Ольга поняв, что пришла она за чем-то другим, стала спрашивать, как дела у Коли, у Алёнки. Нина что-то вяло отвечала, и вдруг у неё вырвалось:
— Не только у тебя сын проблемный. Моя дочь тоже проблемная: боится к гинекологу ходить.
Слова эти, как вспышка, осветили многое непонятное в жизни родственников. Тридцатишестилетняя девушка (Алёне тогда было уже тридцать шесть) — почти приговор. Даже врачу сказать об этом не получается. А без гинеколога медкомиссии не пройдёшь. А без медкомиссии на работу не устроишься. Вот и работает Алёна по несколько месяцев без записей в трудовой книжке на тех хозяев, которые берут, чтобы вскоре выгнать.

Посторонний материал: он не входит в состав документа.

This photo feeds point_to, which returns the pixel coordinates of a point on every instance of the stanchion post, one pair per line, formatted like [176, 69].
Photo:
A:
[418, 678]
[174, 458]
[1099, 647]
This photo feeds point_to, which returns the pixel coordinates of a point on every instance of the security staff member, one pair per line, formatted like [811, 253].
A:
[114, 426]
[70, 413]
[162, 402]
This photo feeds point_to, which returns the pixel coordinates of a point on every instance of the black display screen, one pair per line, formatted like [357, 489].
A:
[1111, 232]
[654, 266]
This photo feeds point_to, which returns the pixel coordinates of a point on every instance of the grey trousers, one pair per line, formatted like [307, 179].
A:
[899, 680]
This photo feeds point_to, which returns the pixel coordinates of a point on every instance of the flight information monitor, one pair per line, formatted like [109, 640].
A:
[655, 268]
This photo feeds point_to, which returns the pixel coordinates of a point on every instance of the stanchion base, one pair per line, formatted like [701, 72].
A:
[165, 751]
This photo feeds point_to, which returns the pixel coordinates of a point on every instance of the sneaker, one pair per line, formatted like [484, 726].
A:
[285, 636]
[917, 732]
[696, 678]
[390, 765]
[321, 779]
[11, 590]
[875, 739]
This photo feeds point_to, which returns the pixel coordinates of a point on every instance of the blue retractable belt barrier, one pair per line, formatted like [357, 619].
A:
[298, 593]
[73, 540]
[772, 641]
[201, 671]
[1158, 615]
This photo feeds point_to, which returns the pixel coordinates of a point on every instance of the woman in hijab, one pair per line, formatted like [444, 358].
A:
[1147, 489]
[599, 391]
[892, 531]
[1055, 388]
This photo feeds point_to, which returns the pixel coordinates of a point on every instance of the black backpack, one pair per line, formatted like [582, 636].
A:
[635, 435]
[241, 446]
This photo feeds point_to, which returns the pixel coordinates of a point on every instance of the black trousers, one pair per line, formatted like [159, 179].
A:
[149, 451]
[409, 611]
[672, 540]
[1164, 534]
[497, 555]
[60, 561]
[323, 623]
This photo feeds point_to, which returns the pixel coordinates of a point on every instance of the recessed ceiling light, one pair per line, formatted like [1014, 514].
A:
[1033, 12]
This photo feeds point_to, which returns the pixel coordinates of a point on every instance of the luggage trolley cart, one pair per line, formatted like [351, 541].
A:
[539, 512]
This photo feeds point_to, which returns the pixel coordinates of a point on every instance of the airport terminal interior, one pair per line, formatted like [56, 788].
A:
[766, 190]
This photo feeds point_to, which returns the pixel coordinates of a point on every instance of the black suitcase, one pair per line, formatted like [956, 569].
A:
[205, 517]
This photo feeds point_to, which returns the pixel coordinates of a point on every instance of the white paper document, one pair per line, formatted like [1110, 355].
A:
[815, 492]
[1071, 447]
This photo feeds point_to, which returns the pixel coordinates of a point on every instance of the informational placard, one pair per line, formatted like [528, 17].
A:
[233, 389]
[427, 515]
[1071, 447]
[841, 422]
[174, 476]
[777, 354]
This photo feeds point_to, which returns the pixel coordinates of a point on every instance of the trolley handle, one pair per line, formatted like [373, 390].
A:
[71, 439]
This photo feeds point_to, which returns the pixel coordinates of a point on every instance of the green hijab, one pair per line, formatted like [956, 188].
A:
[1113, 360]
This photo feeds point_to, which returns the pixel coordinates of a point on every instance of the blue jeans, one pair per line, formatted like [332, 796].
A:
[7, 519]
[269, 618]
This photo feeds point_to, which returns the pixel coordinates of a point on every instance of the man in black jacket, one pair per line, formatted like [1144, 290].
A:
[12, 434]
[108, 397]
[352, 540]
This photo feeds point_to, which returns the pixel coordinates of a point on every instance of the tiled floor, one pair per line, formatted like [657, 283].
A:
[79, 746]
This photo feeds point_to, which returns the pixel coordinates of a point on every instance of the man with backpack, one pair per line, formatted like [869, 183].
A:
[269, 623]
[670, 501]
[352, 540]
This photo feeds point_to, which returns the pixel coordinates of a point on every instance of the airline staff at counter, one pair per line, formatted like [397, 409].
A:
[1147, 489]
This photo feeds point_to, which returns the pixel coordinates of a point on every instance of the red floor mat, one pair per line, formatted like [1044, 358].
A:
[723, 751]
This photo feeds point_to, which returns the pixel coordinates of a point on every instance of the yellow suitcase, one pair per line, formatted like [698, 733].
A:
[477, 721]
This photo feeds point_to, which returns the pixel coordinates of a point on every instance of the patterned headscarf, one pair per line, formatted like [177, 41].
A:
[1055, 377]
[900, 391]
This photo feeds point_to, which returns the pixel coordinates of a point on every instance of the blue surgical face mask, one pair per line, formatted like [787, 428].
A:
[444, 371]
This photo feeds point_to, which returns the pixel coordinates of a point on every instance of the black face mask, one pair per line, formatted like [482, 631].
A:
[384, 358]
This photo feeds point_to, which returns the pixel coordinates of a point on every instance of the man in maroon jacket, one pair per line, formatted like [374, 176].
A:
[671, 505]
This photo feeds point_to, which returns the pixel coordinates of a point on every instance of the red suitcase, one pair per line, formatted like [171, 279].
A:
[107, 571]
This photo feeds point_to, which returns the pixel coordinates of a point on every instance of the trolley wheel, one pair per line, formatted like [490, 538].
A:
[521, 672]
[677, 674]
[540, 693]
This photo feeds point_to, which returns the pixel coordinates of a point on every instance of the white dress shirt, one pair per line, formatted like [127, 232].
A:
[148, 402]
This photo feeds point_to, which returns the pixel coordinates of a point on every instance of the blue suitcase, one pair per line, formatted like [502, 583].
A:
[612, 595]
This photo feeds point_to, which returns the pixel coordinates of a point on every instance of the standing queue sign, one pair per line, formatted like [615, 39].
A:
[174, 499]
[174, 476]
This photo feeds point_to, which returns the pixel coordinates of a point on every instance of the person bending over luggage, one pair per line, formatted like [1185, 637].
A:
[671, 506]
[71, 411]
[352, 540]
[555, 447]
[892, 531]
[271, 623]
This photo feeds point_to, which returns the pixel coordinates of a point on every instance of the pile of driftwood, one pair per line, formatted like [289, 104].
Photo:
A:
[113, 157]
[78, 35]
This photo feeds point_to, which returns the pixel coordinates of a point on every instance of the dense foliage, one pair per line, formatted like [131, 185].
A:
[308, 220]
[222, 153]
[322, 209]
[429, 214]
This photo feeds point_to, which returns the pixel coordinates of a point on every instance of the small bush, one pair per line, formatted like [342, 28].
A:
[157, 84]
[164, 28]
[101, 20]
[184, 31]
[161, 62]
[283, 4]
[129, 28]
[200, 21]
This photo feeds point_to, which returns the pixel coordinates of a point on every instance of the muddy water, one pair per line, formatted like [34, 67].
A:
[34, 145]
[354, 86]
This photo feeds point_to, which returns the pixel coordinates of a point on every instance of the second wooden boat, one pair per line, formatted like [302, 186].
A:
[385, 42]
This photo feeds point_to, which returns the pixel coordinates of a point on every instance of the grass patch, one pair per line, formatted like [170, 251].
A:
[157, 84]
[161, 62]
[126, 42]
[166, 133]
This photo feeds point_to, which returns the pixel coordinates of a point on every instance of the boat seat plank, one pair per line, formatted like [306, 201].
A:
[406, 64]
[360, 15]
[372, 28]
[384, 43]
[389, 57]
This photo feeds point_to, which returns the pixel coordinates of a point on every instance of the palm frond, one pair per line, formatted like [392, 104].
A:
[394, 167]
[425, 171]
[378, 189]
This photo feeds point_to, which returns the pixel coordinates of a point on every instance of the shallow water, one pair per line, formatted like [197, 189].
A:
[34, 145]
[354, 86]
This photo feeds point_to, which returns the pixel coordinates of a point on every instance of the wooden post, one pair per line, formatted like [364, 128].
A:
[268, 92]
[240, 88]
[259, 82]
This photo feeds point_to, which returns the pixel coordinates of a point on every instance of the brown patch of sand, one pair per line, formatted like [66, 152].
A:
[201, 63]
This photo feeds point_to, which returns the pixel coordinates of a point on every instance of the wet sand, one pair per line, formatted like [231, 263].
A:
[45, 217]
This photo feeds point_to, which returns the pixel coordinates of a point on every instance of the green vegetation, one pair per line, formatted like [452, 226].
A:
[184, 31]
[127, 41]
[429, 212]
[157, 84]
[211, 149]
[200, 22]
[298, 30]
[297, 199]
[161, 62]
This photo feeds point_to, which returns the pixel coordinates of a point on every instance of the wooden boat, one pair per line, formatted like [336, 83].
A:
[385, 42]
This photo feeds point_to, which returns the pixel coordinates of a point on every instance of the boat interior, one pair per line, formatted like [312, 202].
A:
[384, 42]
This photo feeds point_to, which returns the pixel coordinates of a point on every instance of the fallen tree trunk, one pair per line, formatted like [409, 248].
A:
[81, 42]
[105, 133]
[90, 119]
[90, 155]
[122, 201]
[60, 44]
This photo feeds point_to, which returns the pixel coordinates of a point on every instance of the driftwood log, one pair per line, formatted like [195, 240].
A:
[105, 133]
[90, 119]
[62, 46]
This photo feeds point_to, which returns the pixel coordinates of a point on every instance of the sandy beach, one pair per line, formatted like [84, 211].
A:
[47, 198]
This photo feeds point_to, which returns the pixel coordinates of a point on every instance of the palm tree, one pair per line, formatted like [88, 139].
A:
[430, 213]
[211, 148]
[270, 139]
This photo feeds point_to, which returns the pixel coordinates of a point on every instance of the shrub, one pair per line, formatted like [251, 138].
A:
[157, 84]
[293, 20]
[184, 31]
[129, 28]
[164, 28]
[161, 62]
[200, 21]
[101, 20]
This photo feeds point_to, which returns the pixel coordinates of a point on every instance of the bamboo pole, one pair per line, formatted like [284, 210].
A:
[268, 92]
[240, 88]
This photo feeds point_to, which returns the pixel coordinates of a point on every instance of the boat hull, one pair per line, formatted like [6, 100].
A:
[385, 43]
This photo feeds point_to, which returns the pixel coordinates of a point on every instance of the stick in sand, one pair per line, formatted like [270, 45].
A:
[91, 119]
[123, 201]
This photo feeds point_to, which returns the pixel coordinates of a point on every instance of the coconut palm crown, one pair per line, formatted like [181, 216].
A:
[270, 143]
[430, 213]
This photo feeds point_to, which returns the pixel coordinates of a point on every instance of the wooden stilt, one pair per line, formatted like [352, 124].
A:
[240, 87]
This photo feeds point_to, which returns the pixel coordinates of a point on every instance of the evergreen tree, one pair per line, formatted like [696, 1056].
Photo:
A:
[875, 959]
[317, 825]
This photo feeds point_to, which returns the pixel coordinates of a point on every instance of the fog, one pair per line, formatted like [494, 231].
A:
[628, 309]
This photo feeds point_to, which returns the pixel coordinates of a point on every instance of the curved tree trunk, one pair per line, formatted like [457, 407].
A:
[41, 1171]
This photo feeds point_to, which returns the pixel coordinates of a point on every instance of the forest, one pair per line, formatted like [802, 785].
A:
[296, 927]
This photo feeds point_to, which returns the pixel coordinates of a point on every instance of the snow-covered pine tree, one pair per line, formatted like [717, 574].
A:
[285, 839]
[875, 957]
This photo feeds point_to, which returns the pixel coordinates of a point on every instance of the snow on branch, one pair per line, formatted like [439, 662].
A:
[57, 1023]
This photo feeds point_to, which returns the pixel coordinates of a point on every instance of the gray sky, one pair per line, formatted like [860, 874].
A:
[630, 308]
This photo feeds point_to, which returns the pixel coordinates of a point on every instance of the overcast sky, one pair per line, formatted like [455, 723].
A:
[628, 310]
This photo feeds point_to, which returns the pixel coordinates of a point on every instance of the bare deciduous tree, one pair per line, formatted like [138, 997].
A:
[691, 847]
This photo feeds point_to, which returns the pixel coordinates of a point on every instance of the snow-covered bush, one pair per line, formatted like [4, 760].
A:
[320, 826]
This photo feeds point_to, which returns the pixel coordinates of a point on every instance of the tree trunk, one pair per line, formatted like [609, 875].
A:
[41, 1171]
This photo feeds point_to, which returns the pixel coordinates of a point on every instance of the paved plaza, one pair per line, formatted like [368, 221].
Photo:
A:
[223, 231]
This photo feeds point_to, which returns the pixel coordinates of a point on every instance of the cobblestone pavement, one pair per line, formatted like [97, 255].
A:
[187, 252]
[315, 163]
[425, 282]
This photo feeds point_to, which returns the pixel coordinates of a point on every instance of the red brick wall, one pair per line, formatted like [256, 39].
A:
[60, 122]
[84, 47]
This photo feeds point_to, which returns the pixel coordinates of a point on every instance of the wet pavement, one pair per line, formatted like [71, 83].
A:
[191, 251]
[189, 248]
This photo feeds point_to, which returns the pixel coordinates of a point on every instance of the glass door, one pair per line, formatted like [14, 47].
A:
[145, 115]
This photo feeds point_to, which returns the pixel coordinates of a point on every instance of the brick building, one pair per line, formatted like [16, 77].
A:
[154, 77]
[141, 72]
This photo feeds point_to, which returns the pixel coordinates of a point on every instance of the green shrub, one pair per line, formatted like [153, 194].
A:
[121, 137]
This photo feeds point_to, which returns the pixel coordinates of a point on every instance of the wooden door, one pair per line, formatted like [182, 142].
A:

Нина задавала ещё какие-то вопросы, потом засобиралась домой и уже в дверях сказала:
— Я, что бы ты мне ни говорила, всё равно не перестану с тобой общаться. Тебе же нужен кто-то, кому можно всё рассказать, всем поделиться.
И тут Ольга, полчаса не возражавшая, а только кивавшая, не выдержала:
— Тебя год не видишь — на душе такое благо.
Настроение после визита сестрицы стало не очень. Зря, наверное, она сказала последние слова. Но в то же время молча «проглатывать» высказывания типа «у тебя сын проблемный» и прочие гадости надоело, и надоело уже давно. Ольга закончила глажку и достала блокнот, куда записывала иногда рождающиеся в голове танка. Несколько дней назад, возвращаясь от Маши пешком, пошла незнакомой дорогой через частный сектор. Возле одного из домов увидела красивый, ухоженный цветник и там, о чудо! — ландыши. Целая полянка белоснежных цветочков, окружённых сочными тёмно-зелёными листьями. Пока дошла до дома, сложилась танка, которую повторяла, чтобы не забыть. Открыв блокнот, Ольга старательно, выводя каждую букву написала:
Добрые руки,
взрастившие ландыши
возле жилища,
мимо спешащим дарят
радость и свет весенний.
Перелистала блокнот назад. Вот ещё одно пятистишие:
Пятое марта.
Ливень шумел за окном
всю ночь напролёт.
Утром у крыльца вижу
первую проталину.
Весенних танка набралось пять штук, и Ольга решила вечером выложить их на литературный сайт — на суд читателей.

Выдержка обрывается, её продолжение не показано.